Matching of various kinds of format strings within strings is supported. With the --ibm option, matching of decimal format declarations is supported, but the length and precision arguments are not interpreted. Thus it is not possible to match metavariables in these fields. Instead, the entire format is matched as a single string.
ids | ::= | COMMA_LIST(pmid) |
pmid | ::= | id |
| | mid | |
mid | ::= | rulename_id.id |
pmid_with_regexp | ::= | pmid =~ regexp |
| | pmid !~ regexp | |
pmid_with_not_eq | ::= | pmid [!= id_or_meta] |
| | pmid [!= { COMMA_LIST(id_or_meta) }] | |
pmid_with_virt_or_not_eq | ::= | virtual.id |
| | pmid_with_not_eq | |
pmid_with_not_ceq | ::= | pmid [!= id_or_cst] |
| | pmid [!= { COMMA_LIST(id_or_cst) }] | |
id_or_cst | ::= | id |
| | integer | |
id_or_meta | ::= | id |
| | rulename_id.id | |
pmid_with_not_eq_mid | ::= | pmid [!= mid] |
| | pmid [!= { COMMA_LIST(mid) }] |
Subsequently, we refer to arbitrary metavariables as metaidty, where ty indicates the metakind used in the declaration of the variable. For example, metaidType refers to a metavariable that was declared using type and stands for any type.
metavariable declares a metavariable for which the parser tried to figure out the metavariable type based on the usage context. Such a metavariable must be used consistently. These metavariables cannot be used in all contexts; specifically, they cannot be used in context that would make the parsing ambiguous.
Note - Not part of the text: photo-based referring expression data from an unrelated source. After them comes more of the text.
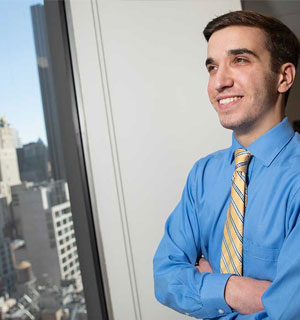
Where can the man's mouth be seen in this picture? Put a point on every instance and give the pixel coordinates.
(229, 100)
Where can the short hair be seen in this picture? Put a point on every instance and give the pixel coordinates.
(281, 42)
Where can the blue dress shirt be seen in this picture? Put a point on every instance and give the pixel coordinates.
(271, 245)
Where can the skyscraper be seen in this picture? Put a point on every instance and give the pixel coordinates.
(33, 162)
(44, 220)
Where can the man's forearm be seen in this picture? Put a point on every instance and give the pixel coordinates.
(242, 294)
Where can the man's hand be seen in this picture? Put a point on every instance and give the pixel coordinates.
(242, 294)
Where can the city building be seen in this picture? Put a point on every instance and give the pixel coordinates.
(33, 162)
(43, 219)
(9, 169)
(7, 274)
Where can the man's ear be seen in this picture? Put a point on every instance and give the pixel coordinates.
(287, 75)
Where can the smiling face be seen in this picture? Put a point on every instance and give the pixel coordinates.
(242, 88)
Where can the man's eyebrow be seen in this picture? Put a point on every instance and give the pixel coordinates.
(238, 51)
(233, 52)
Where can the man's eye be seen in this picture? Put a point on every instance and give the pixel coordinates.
(211, 68)
(241, 60)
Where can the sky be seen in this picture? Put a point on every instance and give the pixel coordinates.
(20, 96)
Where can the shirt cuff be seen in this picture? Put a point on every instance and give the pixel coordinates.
(212, 294)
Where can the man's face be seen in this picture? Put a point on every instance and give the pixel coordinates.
(242, 88)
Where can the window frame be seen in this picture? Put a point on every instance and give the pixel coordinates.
(76, 170)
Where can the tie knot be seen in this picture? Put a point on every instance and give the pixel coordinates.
(242, 159)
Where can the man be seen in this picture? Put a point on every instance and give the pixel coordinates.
(231, 246)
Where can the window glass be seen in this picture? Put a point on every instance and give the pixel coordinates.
(34, 195)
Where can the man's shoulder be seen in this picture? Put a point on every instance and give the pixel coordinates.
(214, 159)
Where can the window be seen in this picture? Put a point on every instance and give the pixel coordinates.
(30, 123)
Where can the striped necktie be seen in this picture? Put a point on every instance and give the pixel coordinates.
(232, 244)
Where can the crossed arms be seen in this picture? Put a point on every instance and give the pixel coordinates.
(242, 294)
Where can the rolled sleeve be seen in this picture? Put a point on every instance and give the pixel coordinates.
(212, 295)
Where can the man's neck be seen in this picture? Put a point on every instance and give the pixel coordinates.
(246, 137)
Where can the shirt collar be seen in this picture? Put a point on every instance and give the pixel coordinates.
(268, 146)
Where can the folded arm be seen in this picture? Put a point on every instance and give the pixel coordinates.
(242, 294)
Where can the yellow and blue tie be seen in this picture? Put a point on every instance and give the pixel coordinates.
(232, 244)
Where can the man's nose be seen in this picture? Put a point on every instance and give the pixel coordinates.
(223, 79)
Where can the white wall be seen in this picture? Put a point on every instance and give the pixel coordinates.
(146, 118)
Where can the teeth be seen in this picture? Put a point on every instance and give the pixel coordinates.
(228, 100)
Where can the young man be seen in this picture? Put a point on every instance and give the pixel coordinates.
(231, 246)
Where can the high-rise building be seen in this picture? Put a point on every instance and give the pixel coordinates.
(43, 220)
(33, 162)
(9, 169)
(7, 274)
(50, 102)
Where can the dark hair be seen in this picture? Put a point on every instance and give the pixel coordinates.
(281, 42)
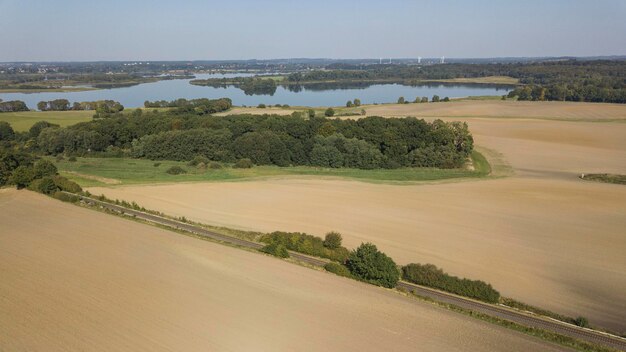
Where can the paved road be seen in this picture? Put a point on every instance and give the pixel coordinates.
(489, 309)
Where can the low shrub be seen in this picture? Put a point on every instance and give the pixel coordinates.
(197, 160)
(431, 276)
(66, 185)
(243, 164)
(307, 244)
(276, 249)
(46, 186)
(176, 170)
(65, 197)
(215, 166)
(332, 240)
(368, 264)
(338, 269)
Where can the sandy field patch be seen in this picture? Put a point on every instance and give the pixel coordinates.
(556, 244)
(498, 108)
(76, 279)
(542, 236)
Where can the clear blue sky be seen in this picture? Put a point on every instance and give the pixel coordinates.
(83, 30)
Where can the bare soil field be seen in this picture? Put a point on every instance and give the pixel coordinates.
(497, 108)
(76, 279)
(554, 110)
(541, 236)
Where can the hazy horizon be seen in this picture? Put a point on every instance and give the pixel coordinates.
(72, 30)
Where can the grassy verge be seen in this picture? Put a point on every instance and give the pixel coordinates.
(89, 172)
(341, 271)
(545, 335)
(23, 120)
(606, 178)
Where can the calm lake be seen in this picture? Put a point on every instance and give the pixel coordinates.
(296, 96)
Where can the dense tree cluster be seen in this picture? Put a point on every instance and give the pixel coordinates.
(307, 244)
(565, 92)
(431, 276)
(23, 170)
(12, 106)
(369, 264)
(194, 106)
(368, 143)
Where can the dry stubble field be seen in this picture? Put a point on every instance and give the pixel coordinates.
(76, 279)
(542, 235)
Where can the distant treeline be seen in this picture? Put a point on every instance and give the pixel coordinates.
(250, 85)
(571, 80)
(101, 106)
(12, 106)
(198, 106)
(368, 143)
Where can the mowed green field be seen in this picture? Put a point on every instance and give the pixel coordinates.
(23, 120)
(89, 172)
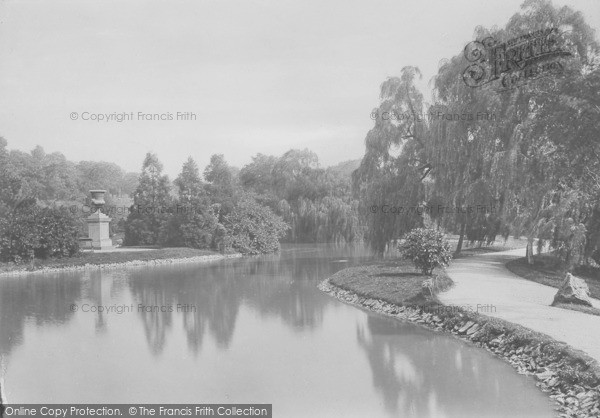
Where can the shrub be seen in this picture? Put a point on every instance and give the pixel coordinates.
(32, 231)
(426, 248)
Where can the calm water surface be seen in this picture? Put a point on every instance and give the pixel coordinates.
(241, 331)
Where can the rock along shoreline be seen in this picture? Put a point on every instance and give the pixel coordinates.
(574, 396)
(131, 263)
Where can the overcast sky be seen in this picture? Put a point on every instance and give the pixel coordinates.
(261, 76)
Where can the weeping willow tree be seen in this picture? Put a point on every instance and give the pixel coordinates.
(460, 151)
(394, 165)
(543, 145)
(533, 159)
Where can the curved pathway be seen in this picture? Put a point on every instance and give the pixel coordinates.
(484, 284)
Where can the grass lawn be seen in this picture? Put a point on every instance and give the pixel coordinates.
(96, 258)
(397, 283)
(394, 282)
(549, 270)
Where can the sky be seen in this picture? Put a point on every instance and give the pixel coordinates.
(259, 76)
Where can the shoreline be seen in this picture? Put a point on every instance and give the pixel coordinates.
(576, 392)
(130, 263)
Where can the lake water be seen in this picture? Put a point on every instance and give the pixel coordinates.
(253, 330)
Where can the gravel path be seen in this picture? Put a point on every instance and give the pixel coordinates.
(484, 284)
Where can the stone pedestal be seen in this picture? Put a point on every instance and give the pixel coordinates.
(98, 222)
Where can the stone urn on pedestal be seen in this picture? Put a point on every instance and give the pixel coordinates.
(98, 222)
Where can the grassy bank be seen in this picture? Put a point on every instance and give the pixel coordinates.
(108, 258)
(550, 271)
(570, 377)
(394, 282)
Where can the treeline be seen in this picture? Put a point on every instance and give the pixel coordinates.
(532, 168)
(272, 199)
(248, 210)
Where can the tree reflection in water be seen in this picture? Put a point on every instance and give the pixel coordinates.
(422, 374)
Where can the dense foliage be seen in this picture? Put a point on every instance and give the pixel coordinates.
(426, 248)
(529, 166)
(254, 229)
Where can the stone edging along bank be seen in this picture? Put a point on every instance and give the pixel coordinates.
(132, 263)
(559, 370)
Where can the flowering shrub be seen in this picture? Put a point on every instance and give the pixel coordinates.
(426, 248)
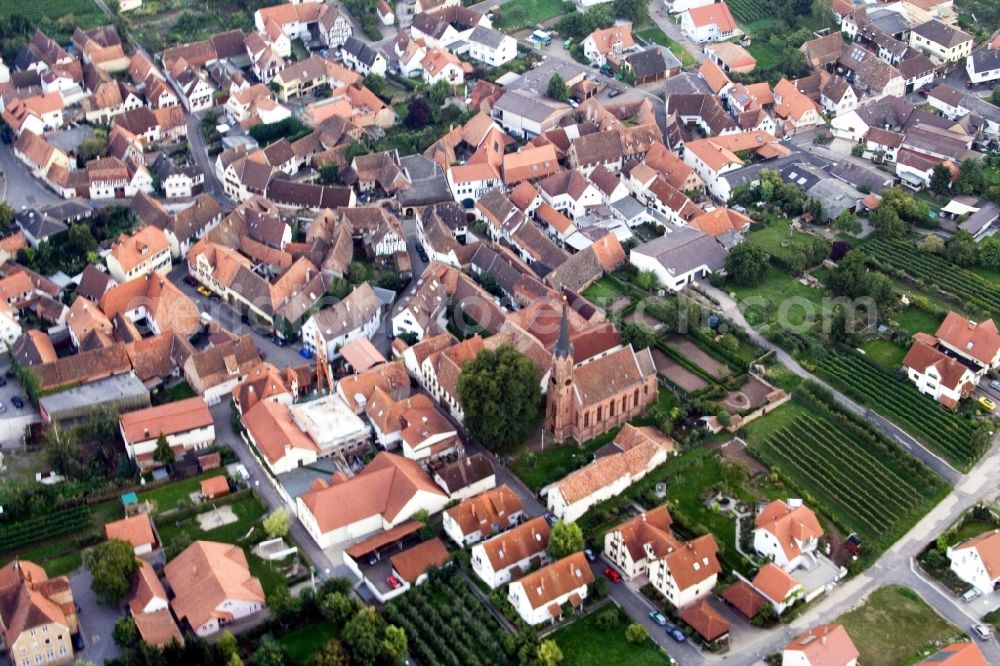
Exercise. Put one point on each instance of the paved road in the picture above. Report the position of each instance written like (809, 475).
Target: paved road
(731, 309)
(22, 189)
(97, 622)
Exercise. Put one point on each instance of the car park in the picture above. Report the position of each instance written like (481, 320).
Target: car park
(676, 632)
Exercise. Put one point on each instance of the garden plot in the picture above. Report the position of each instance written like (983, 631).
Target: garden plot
(699, 357)
(676, 373)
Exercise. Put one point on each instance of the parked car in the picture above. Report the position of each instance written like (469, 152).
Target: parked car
(676, 632)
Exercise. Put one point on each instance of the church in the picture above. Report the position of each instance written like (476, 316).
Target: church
(587, 399)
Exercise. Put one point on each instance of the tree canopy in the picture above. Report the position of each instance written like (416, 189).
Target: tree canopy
(500, 396)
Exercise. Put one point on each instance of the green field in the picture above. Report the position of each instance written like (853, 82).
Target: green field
(896, 399)
(864, 482)
(895, 626)
(885, 353)
(585, 643)
(520, 14)
(657, 36)
(302, 643)
(70, 12)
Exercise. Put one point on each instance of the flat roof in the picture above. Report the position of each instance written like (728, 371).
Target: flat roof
(110, 389)
(328, 421)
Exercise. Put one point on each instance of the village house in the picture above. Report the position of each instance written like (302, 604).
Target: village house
(387, 492)
(186, 424)
(511, 554)
(212, 586)
(135, 530)
(539, 596)
(787, 534)
(145, 251)
(357, 316)
(633, 453)
(977, 561)
(34, 606)
(483, 516)
(823, 645)
(683, 572)
(709, 23)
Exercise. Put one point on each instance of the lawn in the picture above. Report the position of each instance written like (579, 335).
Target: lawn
(248, 511)
(304, 642)
(885, 353)
(519, 14)
(585, 643)
(167, 496)
(780, 297)
(539, 469)
(657, 36)
(777, 241)
(914, 320)
(895, 626)
(602, 290)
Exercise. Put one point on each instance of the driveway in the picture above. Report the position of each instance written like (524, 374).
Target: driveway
(96, 621)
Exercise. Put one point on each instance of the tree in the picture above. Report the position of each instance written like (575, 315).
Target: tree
(111, 564)
(269, 652)
(163, 454)
(888, 223)
(971, 179)
(962, 249)
(848, 222)
(635, 633)
(931, 244)
(439, 93)
(638, 334)
(746, 264)
(394, 645)
(549, 653)
(418, 114)
(337, 607)
(564, 539)
(363, 635)
(333, 654)
(125, 633)
(557, 89)
(500, 396)
(940, 180)
(989, 251)
(277, 523)
(6, 218)
(375, 83)
(647, 280)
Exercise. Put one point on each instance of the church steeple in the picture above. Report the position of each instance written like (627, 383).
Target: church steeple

Some examples are the leftmost term of an expression, such as the left-hand side of an assignment, or the type in a variable declaration. These restrictions may seems somewhat arbitrary from the user’s point of view. Thus, it is better to use metavariables with metavariable types. If Coccinelle is given the argument -parse_cocci, it will print information about the type that is inferred for each metavariable.
The ctype and ctypes nonterminals are used by both the grammar of metavariable declarations and the grammar of transformations, and are defined on page ??.
An identifier metavariable with virtual as its “rule name” is given a value on the command line. For example, if a semantic patch contains a rule that declares an identifier metavariable with the name virtual.alloc, then the command line could contain -D alloc=kmalloc. There should not be space around the =. An example is in demos/vm.cocci and demos/vm.c.
Each metavariable declaration causes the declared metavariables to be immediately usable, without any inheritance indication. Thus the following are correct:
@@ type r.T; T x; @@ [...] // some semantic patch code
@@ r.T x; type r.T; @@ [...] // some semantic patch code
But the following is not correct:
@@ type r.T; r.T x; @@ [...] // some semantic patch code
This applies to position variables, type metavariables, identifier metavariables that may be used in specifying a structure type, and metavariables used in the initialization of a fresh identifier. In the case of a structure type, any identifier metavariable indeed has to be declared as an identifier metavariable in advance. The syntax does not permit r.n as the name of a structure or union type in such a declaration.